How is Denmark’s economy handling inflation and rate rises?

Denmark's economy is now expected to avoid a recession in the coming years, with fewer people losing their jobs than expected, despite high levels of inflation and rising interest rates, The Danish Economic Council has said in a new report.

How is Denmark's economy handling inflation and rate rises?

The council, led by four university economics professors commonly referred to as “the wise men” or vismænd in Denmark, gave a much rosier picture of Denmark’s economy in its spring report, published on Tuesday, than it did in its autumn report last year. 

“We, like many others, are surprised by how employment continues to rise despite inflation and higher interest rates,” the chair or ‘chief wise man’,  Carl-Johan Dalgaard, said in a press release.

“A significant drop in energy prices and a very positive development in exports mean that things have gone better than feared, and as it looks now, the slowdown will therefore be more subdued than we estimated in the autumn.”
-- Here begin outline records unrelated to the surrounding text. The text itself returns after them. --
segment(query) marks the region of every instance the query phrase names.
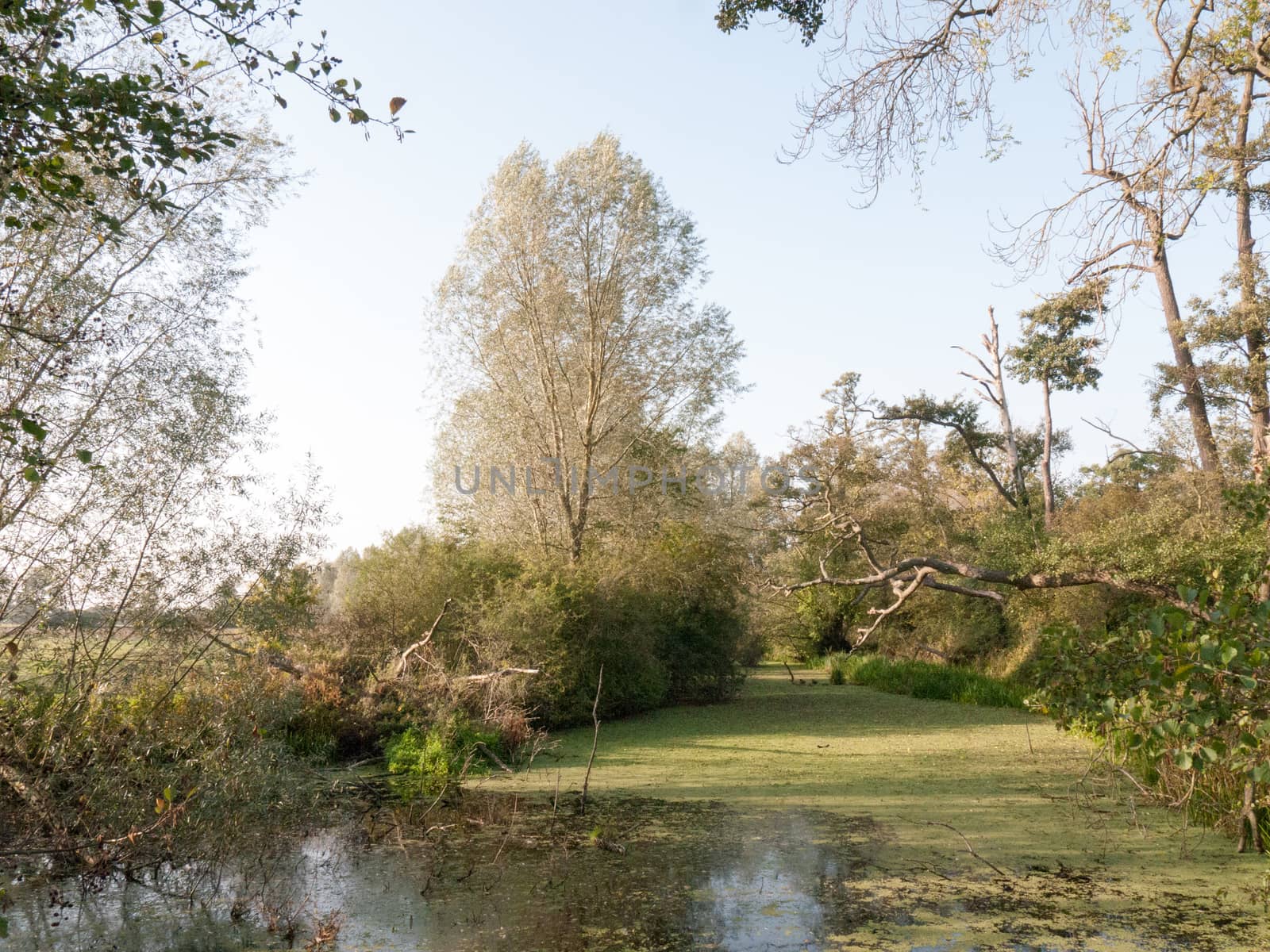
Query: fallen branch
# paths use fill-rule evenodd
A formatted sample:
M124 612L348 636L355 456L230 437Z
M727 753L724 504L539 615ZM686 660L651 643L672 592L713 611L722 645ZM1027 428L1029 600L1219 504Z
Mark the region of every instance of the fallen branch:
M403 674L405 674L406 665L410 663L410 655L428 646L428 642L432 641L432 636L437 633L437 626L441 625L441 619L444 618L446 612L450 611L450 604L452 600L453 599L447 598L444 604L441 605L441 614L437 616L437 619L432 623L432 627L428 628L428 633L401 652L401 656L398 658L398 663L392 666L394 678L400 678Z
M900 819L904 820L906 823L913 824L914 826L942 826L946 830L952 830L952 833L955 833L958 836L960 836L961 842L965 843L966 852L969 852L970 856L973 856L980 863L984 863L986 866L991 867L993 871L996 871L996 873L998 876L1005 876L1006 878L1013 878L1013 873L1007 873L999 866L997 866L996 863L992 863L988 859L984 859L979 853L977 853L975 849L974 849L974 847L970 844L970 840L966 839L966 835L964 833L961 833L961 830L959 830L952 824L939 823L936 820L909 820L908 817L900 817Z
M467 684L481 684L488 680L497 680L498 678L508 678L513 674L537 674L538 668L504 668L500 671L486 671L485 674L469 674L466 678L460 678L458 680L466 682Z
M511 767L508 767L507 764L503 763L503 760L499 758L498 754L495 754L493 750L490 750L488 746L485 746L485 741L478 740L476 741L476 749L480 750L490 760L493 760L494 764L497 764L498 767L500 767L504 772L507 772L507 773L516 773L516 770L513 770Z
M1019 592L1078 588L1082 585L1106 585L1107 588L1116 589L1118 592L1129 592L1135 595L1148 595L1151 598L1160 599L1161 602L1166 602L1175 608L1180 608L1196 618L1206 617L1201 608L1182 599L1177 594L1176 588L1161 585L1154 581L1125 579L1105 569L1086 569L1069 572L1008 572L1002 569L986 569L980 565L955 562L947 559L937 559L935 556L913 556L912 559L904 559L895 562L888 569L875 571L870 575L860 575L852 579L843 579L822 572L819 578L810 579L808 581L799 581L790 585L771 584L771 588L787 595L794 592L801 592L803 589L815 588L818 585L831 585L836 588L880 588L892 583L900 583L902 585L903 583L908 583L908 586L904 586L904 590L908 594L912 594L912 592L908 592L908 588L912 586L918 578L921 578L919 584L926 588L945 589L946 585L944 583L936 583L931 579L931 575L935 572L941 575L955 575L963 579L972 579L974 581L986 581L993 585L1005 585ZM960 590L961 594L974 595L978 598L993 598L996 600L1001 600L999 593L961 589L960 586L952 590ZM878 611L880 612L884 609Z

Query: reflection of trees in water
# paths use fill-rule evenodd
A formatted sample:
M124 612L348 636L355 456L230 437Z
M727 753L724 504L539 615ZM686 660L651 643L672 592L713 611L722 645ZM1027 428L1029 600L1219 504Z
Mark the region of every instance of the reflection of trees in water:
M525 807L521 807L525 810ZM226 872L169 871L160 885L109 883L51 924L47 891L10 914L14 952L302 947L316 914L345 915L340 947L433 949L798 948L839 928L859 828L814 812L738 814L710 803L621 801L602 815L522 812L475 835L378 848L330 831L243 858ZM434 817L433 817L434 819ZM431 823L431 820L429 820ZM599 824L626 844L588 844ZM199 889L193 890L194 880ZM179 895L184 891L184 895ZM198 894L190 904L187 896ZM239 904L246 915L230 918ZM263 930L269 914L281 919Z

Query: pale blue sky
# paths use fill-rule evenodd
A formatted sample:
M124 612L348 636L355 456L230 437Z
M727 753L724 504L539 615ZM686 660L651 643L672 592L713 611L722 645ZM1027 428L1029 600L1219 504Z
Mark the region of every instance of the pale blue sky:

In the English summary of its report, the council noted that in the autumn, market expectations were that energy prices would remain at a high level, with “a real concern for energy supply shortages in the winter of 2022/23”.

That the slowdown has been more subdued, it continued was largely due to a significant drop in energy prices compared to the levels seen in late summer 2022, and compared to the market expectations for 2023.  
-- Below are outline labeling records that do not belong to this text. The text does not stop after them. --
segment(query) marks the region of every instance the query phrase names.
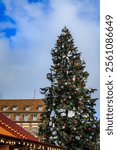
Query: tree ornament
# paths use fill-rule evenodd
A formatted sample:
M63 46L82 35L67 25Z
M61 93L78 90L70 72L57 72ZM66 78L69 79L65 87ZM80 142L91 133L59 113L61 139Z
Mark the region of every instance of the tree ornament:
M52 135L56 135L56 134L57 134L57 132L56 132L56 131L53 131L53 132L52 132Z
M68 117L74 117L75 116L75 111L68 111Z
M77 139L77 140L80 140L80 136L76 136L76 139Z

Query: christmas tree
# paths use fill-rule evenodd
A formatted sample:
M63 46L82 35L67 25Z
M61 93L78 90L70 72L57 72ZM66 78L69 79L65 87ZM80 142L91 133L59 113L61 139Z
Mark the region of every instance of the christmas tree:
M41 88L46 111L42 114L39 136L43 142L67 150L94 150L99 128L94 115L97 99L91 98L91 94L96 89L86 87L86 64L66 27L51 54L53 65L47 74L51 85Z

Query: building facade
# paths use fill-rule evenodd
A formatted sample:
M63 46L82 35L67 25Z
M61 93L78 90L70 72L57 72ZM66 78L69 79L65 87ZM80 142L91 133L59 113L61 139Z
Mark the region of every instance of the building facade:
M38 136L41 113L45 110L43 99L1 99L0 112L18 125Z

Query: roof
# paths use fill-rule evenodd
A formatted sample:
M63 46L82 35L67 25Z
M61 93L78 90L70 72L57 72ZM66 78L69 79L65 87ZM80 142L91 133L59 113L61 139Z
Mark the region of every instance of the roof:
M16 137L19 139L31 140L38 142L38 139L28 131L17 125L14 121L0 113L0 134Z

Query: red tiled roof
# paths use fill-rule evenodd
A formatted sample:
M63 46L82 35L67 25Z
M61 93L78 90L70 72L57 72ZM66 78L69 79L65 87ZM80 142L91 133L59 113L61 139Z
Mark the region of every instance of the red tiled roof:
M30 134L22 127L17 125L11 119L7 118L2 113L0 113L0 126L19 139L27 139L27 140L38 142L38 139L36 137L34 137L32 134Z

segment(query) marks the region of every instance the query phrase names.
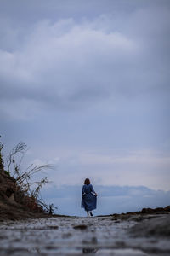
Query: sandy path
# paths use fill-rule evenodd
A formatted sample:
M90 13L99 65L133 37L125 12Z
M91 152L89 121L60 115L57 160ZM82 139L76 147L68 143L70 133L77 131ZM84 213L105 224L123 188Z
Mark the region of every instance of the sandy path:
M8 221L0 224L0 255L170 255L167 238L130 236L135 224L112 217Z

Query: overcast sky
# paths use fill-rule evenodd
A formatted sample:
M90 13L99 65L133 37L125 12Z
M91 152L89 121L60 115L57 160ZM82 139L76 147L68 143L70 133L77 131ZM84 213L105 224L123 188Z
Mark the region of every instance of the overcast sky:
M0 0L0 133L56 185L169 189L170 1Z

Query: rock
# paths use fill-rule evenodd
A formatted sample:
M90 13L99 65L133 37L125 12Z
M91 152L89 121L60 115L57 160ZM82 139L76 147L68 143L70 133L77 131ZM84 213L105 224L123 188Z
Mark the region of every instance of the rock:
M164 208L166 212L170 212L170 206L167 206Z
M86 230L88 228L87 225L82 224L82 225L76 225L73 227L75 230Z
M139 223L131 229L130 233L137 236L170 236L170 215Z

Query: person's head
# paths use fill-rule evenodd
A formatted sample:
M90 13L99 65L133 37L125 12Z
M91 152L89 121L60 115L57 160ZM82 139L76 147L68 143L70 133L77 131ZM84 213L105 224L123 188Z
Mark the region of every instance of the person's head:
M90 180L89 178L86 178L84 181L84 185L89 185L90 184Z

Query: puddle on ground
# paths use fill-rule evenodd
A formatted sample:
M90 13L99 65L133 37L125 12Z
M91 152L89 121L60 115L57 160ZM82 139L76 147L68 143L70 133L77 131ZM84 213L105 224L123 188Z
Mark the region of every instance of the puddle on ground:
M7 221L0 224L0 255L170 255L167 239L130 236L134 224L111 217Z

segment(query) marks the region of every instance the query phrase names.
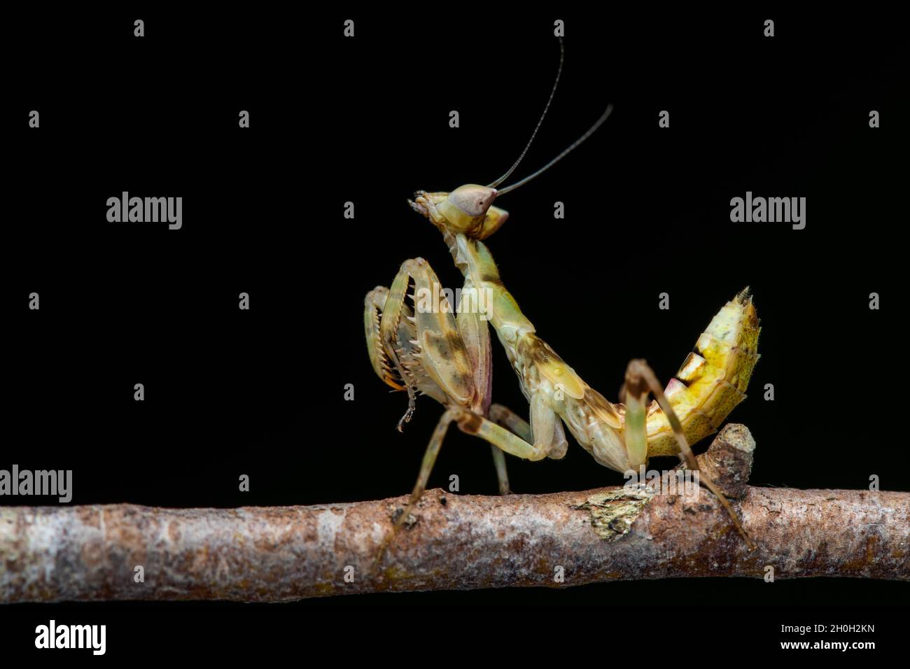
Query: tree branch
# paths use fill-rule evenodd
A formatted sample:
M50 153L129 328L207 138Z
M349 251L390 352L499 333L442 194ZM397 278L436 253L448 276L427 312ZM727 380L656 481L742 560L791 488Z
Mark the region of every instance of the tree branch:
M467 590L692 576L910 580L910 493L753 488L754 442L728 425L703 468L716 498L646 491L482 497L427 492L375 574L405 497L297 507L134 504L0 509L0 602L285 602L379 591ZM144 569L136 583L135 568ZM346 580L353 579L351 582ZM562 581L559 580L561 574Z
The council now expects Denmark’s GDP growth to slow to 1 percent in 2023 rather than for the economy to shrink by 0.2 percent, as it predicted in the autumn. 

In 2024, it expects the growth rate to remain the same as in 2003, with another year of 1 percent GDP growth. In its autumn report it expected weaker growth of 0.6 percent in 2024.

What is the outlook for employment? 

In the autumn, the expert group estimated that employment in Denmark would decrease by 100,000 people towards the end of the 2023, with employment in 2024  about 1 percent below the estimated structural level. 

Now, instead, it expects employment will fall by just 50,000 people by 2025.

What does the expert group’s outlook mean for interest rates and government spending? 

Denmark’s finance minister Nikolai Wammen came in for some gentle criticism, with the experts judging that “the 2023 Finance Act, which was adopted in May, should have been tighter”.  The current government’s fiscal policy, it concludes “has not contributed to countering domestic inflationary pressures”. 

The experts expect inflation to stay above 2 percent in 2023 and 2024 and not to fall below 2 percent until 2025. 

If the government decides to follow the council’s advice, the budget in 2024 will have to be at least as tight, if not tighter than that of 2023. 

“Fiscal policy in 2024 should not contribute to increasing demand pressure, rather the opposite,” they write. 

The council also questioned the evidence justifying abolishing the Great Prayer Day holiday, which Denmark’s government has claimed will permanently increase the labour supply by 8,500 full time workers. 

“The council assumes that the abolition of Great Prayer Day will have a short-term positive effect on the labour supply, while there is no evidence of a long-term effect.”